Indeed, FLLL32 has been shown to be more potent than other STAT3 inhibitors in promoting growth inhibition of multiple cancer cell lines, and the drug is improved in its specificity as demonstrated by kinase profile assays that revealed almost Inhibitors,Modulators,Libraries no activity against tyrosine kinases such as Lck, Syk, Lyn, Yes, and Abl 1. Given the superior speci ficity and efficacy of FLLL32 as compared to curcumin in a variety of cancer cell lines, the purpose of this study was to evaluate the biologic activity of this com pound against OSA cell lines. Previous studies have explored the activity of curcu min against OSA both in vitro and in human clinical trials. OSA cell lines experienced cell cycle arrest, reduced proliferation, and underwent apoptosis following treatment with curcumin.

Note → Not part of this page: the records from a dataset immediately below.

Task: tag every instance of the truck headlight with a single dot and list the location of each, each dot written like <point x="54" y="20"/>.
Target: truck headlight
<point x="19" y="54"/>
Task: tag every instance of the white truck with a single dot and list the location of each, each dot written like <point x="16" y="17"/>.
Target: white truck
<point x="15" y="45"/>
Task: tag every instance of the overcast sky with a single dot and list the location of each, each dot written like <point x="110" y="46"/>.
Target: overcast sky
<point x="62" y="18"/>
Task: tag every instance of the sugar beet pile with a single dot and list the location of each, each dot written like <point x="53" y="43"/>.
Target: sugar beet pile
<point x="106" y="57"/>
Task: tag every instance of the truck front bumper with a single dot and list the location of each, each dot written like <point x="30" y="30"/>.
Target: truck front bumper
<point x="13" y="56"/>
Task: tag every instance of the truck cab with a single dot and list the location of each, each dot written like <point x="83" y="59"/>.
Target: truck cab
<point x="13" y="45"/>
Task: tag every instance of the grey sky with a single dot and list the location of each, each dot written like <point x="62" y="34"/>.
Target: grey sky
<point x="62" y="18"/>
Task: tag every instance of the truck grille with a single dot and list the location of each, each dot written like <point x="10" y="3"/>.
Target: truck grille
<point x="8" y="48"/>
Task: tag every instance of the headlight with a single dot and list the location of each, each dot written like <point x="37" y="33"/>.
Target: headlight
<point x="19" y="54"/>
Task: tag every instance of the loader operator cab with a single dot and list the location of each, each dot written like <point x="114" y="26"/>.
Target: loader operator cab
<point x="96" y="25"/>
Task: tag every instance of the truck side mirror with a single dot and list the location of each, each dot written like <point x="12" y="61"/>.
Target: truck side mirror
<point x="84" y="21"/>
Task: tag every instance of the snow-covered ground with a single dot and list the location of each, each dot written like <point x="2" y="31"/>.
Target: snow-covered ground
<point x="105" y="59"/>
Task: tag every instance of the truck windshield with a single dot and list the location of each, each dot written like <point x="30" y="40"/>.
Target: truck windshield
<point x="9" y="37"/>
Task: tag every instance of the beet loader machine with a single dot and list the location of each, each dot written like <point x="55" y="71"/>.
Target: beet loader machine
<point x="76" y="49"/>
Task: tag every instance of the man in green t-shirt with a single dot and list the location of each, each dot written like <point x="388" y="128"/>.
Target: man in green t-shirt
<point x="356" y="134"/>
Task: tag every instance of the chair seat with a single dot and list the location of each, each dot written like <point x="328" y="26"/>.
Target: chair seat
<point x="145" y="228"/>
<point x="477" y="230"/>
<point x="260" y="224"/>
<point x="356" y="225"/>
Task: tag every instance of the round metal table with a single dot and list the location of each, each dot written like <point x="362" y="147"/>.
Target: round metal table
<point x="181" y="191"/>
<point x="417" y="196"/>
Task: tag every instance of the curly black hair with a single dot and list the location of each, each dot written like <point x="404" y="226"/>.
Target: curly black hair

Prior work in our laboratory demonstrated that Inhibitors,Modulators,Libraries STAT3 is constitutively activated in OSA cell lines and that inhibi tion of STAT3 through STAT3 siRNAs or the small Inhibitors,Modulators,Libraries molecule STAT3 inhibitor LLL3 resulted in loss of pro liferation and apoptosis. Data presented in this study showed that FLLL32 inhibited proliferation of OSA cell lines and Dasatinib chemical structure promoted apoptosis via caspase 37 activation at lower concentrations than curcumin.